Sac à merde sur lit d'argent (Shit bag on silver bed)

21/05/2021
2021, Domestic trousers, concrete, stainless steel hotel service trolley, stainless steel bars, spring clamps, L53 x D79 x H97.5 cm
 
This pair of concrete bollocks unable to support its own weight is what we've been fed for millennia in our patriarchal society. Proud, imposing, full of its own image, but also decadent and dependent on a bellboy to get around, assisted in one way or another by all of us in an endless cycle whose repetition must be broken. 
 
Why concrete, you may ask? Well, first of all because it's a construction material, and with construction comes deconstruction, and since all social construction is collective, deconstruction has to be collective too.

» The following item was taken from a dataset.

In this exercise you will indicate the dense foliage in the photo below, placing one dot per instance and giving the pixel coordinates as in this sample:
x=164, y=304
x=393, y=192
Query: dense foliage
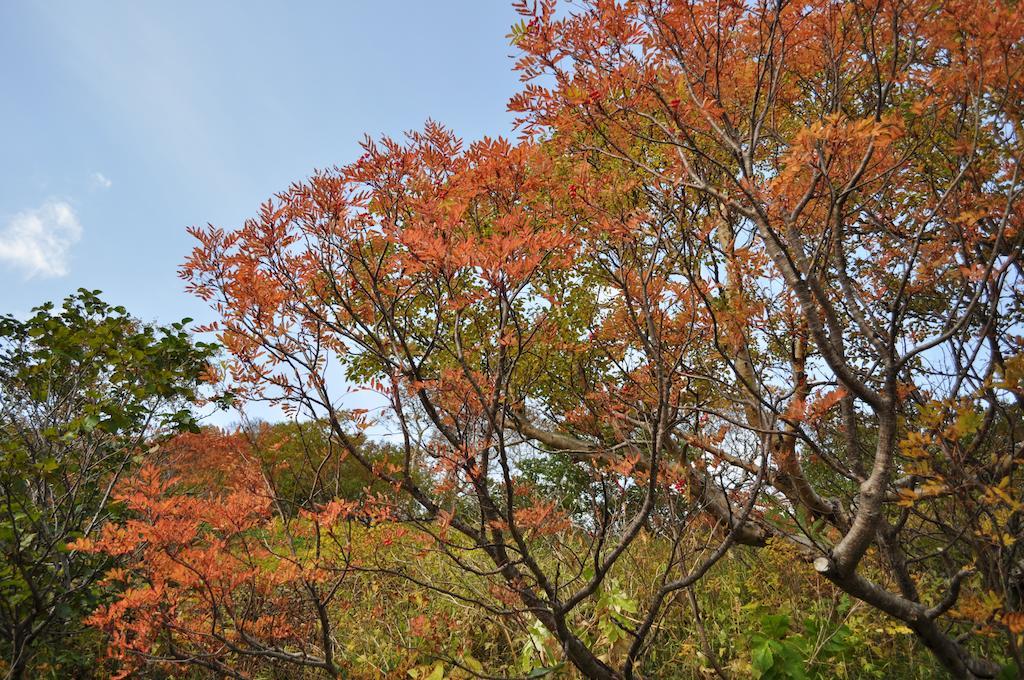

What's more, although this material is solid, it is not durable (the life span of concrete produced today is estimated at 50 years, unlike concrete produced in antiquity). The use of this material therefore tends to emphasise this relative ephemerality, and thus to herald the end of male hegemony, which, like concrete, could well end up imploding through repeated infiltrations. The image of solidity conveyed by this material, just like that conveyed by patriarchy (because that's all we've ever known), is just a fragile illusion.
And finally, because concrete is the main building material of our time, on every continent, raising the question of its globality and omnipresence, just like the problem posed by patriarchy, but also because concrete is capitalism's 'weapon of mass construction' (see Anselm Jappe, Béton, arme de construction massive du capitalisme, 2020, L'échappée) and these two systems are self-sustaining: The first sets up social relations based on the exploitation of inequalities, including the exploitation of women, and the second provides the justification/legitimisation for them. As a complex interlocking social order, which contains within it relations of exploitation, domination and alienation, capitalism will never contribute to a reduction in the inequalities on which it depends. It is therefore completely illusory, even irrational, to think, or worse, to believe that fighting gender inequality is possible without simultaneously fighting capitalism and the other social relations that are intimately linked to it: racism and extractivism (which brings us back to concrete, since sand, an essential component in its manufacture, is the second most exploited natural resource in the world, after water). 
 
In short, today's struggles are necessarily collective and intersectional, and far from hopeless.
 
As for the title, it's a play on words in French. Firstly, it sounds like the name of a dish in a chic restaurant, for example "poached egg on a bed of caviar", which is amplified by the use of the hotel service trolley, and secondly, the word "argent" (silver) here has a double function: it refers to the precious metal, the reflective surface beneath the sculpture, but it also refers to money, which in turn refers us to capitalism. In French, it's the same word.